The son of a zookeeper, Pi Patel has an encyclopedic knowledge of animal behavior and a fervent love of stories. When Pi is sixteen, his family emigrates from India to North America aboard a Japanese cargo ship, along with their zoo animals bound for new homes.
The ship sinks. Pi finds himself alone in a lifeboat, his only companions a hyena, an orangutan, a wounded zebra, and Richard Parker, a 450-pound Bengal tiger. Soon the tiger has dispatched all but Pi, whose fear, knowledge, and cunning allow him to coexist with Richard Parker for 227 days while lost at sea. When they finally reach the coast of Mexico, Richard Parker flees to the jungle, never to be seen again. The Japanese authorities who interrogate Pi refuse to believe his story and press him to tell them "the truth." After hours of coercion, Pi tells a second story, a story much less fantastical, much more conventional--but is it more true?
Yann Martel's imaginative and unforgettable Life of Pi
is a magical reading experience, an endless blue expanse of storytelling about adventure, survival, and ultimately, faith. The precocious son of a zookeeper, 16-year-old Pi Patel is raised in Pondicherry, India, where he tries on various faiths for size, attracting "religions the way a dog attracts fleas." Planning a move to Canada, his father packs up the family and their menagerie and they hitch a ride on an enormous freighter. After a harrowing shipwreck, Pi finds himself adrift in the Pacific Ocean, trapped on a 26-foot lifeboat with a wounded zebra, a spotted hyena, a seasick orangutan, and a 450-pound Bengal tiger named Richard Parker ("His head was the size and color of the lifebuoy, with teeth"). It sounds like a colorful setup, but these wild beasts don't burst into song as if co-starring in an anthropomorphized Disney feature. After much gore and infighting, Pi and Richard Parker remain the boat's sole passengers, drifting for 227 days through shark-infested waters while fighting hunger, the elements, and an overactive imagination. In rich, hallucinatory passages, Pi recounts the harrowing journey as the days blur together, elegantly cataloging the endless passage of time and his struggles to survive: "It is pointless to say that this or that night was the worst of my life. I have so many bad nights to choose from that I've made none the champion."

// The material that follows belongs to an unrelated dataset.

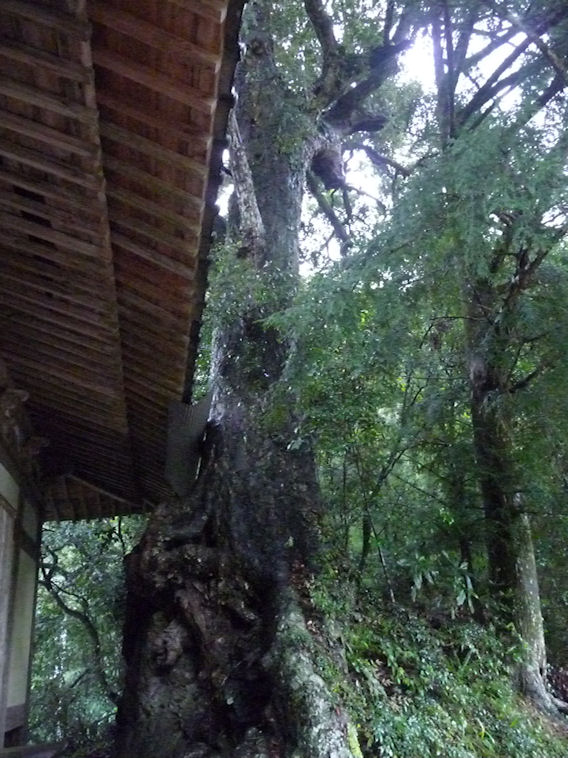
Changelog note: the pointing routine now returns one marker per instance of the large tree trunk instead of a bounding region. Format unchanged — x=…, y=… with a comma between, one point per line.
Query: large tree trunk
x=512, y=566
x=219, y=657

An award winner in Canada (and winner of the 2002 Man Booker Prize), Life of Pi, Yann Martel's second novel, should prove to be a breakout book in the U.S. At one point in his journey, Pi recounts, "My greatest wish--other than salvation--was to have a book. A long book with a never-ending story. One that I could read again and again, with new eyes and fresh understanding each time." It's safe to say that the fabulous, fablelike Life of Pi is such a book. --Brad Thomas Parsons
"Yann Martel's Life of Pi (Canongate) is another reminder of the largely unsung excellence of the Canongate list. The fiercely independent Scottish outfit remains an outpost of rare quality and distinction, and this exceptional understated novel is certainly a worthy addition to its output.... It would not be out of place on a Booker shortlist." -- From The Bookseller
“In the end, Life of Pi may not, as its teller promises, persuade readers to believe in God, but it makes a fine argument for the divinity of good art.” -- Noel Rieder, The Gazette (Montreal)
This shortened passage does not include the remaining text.